About Rye Longbowmen

It all began in 1989 and Rye was celebrating the 700 th anniversary of gaining its town charter from Edward 1.  There were battle re-enactments, jousting, street markets jugglers and minstrels and all the colour, but hopefully not the smells, of medieval England.  A local character and lover of all things medieval, Willy Maybury, had organised an archery tournament.
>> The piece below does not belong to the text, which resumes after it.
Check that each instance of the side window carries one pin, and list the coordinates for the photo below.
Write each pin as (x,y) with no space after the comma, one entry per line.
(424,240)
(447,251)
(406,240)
Bowmen came from near and far to “bend their bows” and demonstrate their skills.

These skills had been honed during the cross channel skirmishes that we now call The 100 Years War.  Rye was then a major port and centre of shipbuilding,  using timber from the heavily wooded Wealds of Kent and Sussex.  These managed woodlands were also a source of wood for longbows.

In 1377 Rye was attacked by the French who overcame the town wall defences and generally burned, raped and pillaged their way round the town, before leaving with the bells from the church.  This final insult was revenged the following year when men of Rye and Winchelsea raided the French town of Peter’s Haven in Normandy, and recovered much of the stolen booty and recaptured the bells.  There were eventually re-hung in St Mary’s in Rye.

Edward 111  carried on the tradition of cross channel raids during his reign and called for no less that 20,000 archers from southern England to meet at Winchelsea for another go at the pesky French.  Men from Rye wore a distinctive red livery with the cross of St George at their breasts.  The bowmen were in action again in 1461 when they joined the forces of the Earl of Warwick at Calais who, though technically in revolt against the King, was Captain of the town.

In thankfully happier times, the demonstration of expertise by Willy Maybury’s men in their authentic costumes caught the attention of a half a dozen locals.  One evening’s practise in the company of Willy was enough, they were hooked and the Order of Rye Longbowmen was formed.  The rest, as they say, is history.